Earlier, there were reports claiming that Russia had paid Taliban militants in Afghanistan to kill American soldiers. However, Trump had decided to not call out Russia publicly by dismissing the reports as “fake news”.
Chinese Foreign Ministry spokesman Wang Wenbin said the US allegations were nothing but a means to “taint China’s image” and dampen ties between Beijing and Kabul.
“It’s nothing but fake news aimed to smear China.
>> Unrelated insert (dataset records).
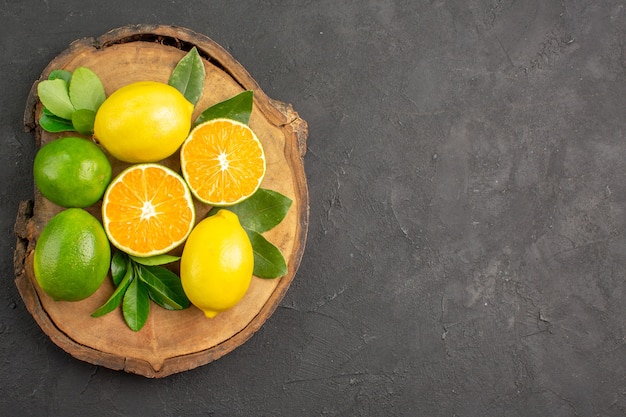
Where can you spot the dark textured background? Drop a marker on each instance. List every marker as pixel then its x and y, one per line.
pixel 467 248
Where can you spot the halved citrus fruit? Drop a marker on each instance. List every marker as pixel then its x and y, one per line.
pixel 147 210
pixel 223 162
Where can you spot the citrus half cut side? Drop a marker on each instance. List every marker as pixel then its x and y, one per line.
pixel 147 210
pixel 223 162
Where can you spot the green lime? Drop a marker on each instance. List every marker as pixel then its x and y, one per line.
pixel 72 172
pixel 72 256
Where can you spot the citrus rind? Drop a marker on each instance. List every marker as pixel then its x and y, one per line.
pixel 108 223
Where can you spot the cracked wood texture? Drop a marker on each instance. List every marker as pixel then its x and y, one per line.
pixel 171 341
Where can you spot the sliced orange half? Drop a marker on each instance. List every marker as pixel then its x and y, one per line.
pixel 223 162
pixel 147 210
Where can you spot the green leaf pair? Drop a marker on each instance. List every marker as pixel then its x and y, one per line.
pixel 188 78
pixel 257 214
pixel 139 280
pixel 70 100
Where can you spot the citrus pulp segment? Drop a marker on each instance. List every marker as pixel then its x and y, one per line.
pixel 223 162
pixel 72 256
pixel 147 210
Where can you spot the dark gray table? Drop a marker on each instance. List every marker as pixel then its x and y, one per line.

We have never started a war with others, not to mention paying nonstate actors to attack other countries,” Wang said addressing a news conference.
Wang said Beijing does not involve itself in the internal conflicts in Afghanistan. “The international community has a fair conclusion on who is flexing muscles, waging proxy wars, and stirring up problems that disrupt regional peace and stability.”
Experts echo a similar view that China is not known to provide substantial support to anti-American proxies in combat zones like Afghanistan.
Moscow-based political analyst, Andrew Korybko believes Beijing is being made a scapegoated for Washington’s failures in the war-torn country, in a similar fashion as to Russia last year.
Korybko says Washington’s decision to withdraw troops was controversial as many US political and military figures believed that it would lead to a power vacuum that could further be exploited by militants groups like ISIS.
Michael Kugelman, Deputy Director of the Asia program at Washington’s Wilson Center, is also of the view that the chances of China indulging in such acts are very slim.
“I’m skeptical that China would do such a thing, given that Beijing largely agrees with the US policy in Afghanistan and it prefers to keep a low profile there and not rock the boat,” he said.
Kugelman said while China has a large diplomatic profile in Afghanistan, it doesn’t have much of a security presence and “lacks the network to collude with militants.”
However, if the intelligence regarding China’s involvement is confirmed to be true, it could have grave repercussions for the Asian nation, and the new administration under Joe Biden would surely demand a response from Beijing.
While Biden now receives official daily intelligence briefings, it is unclear whether he has been briefed on the findings of the alleged Chinese plot.
“Our teams will seek to learn as much as we can about these allegations from the outgoing administration, and this is another illustration of why we need full cooperation, including from the Department of Defense,” said an unnamed Biden transition official.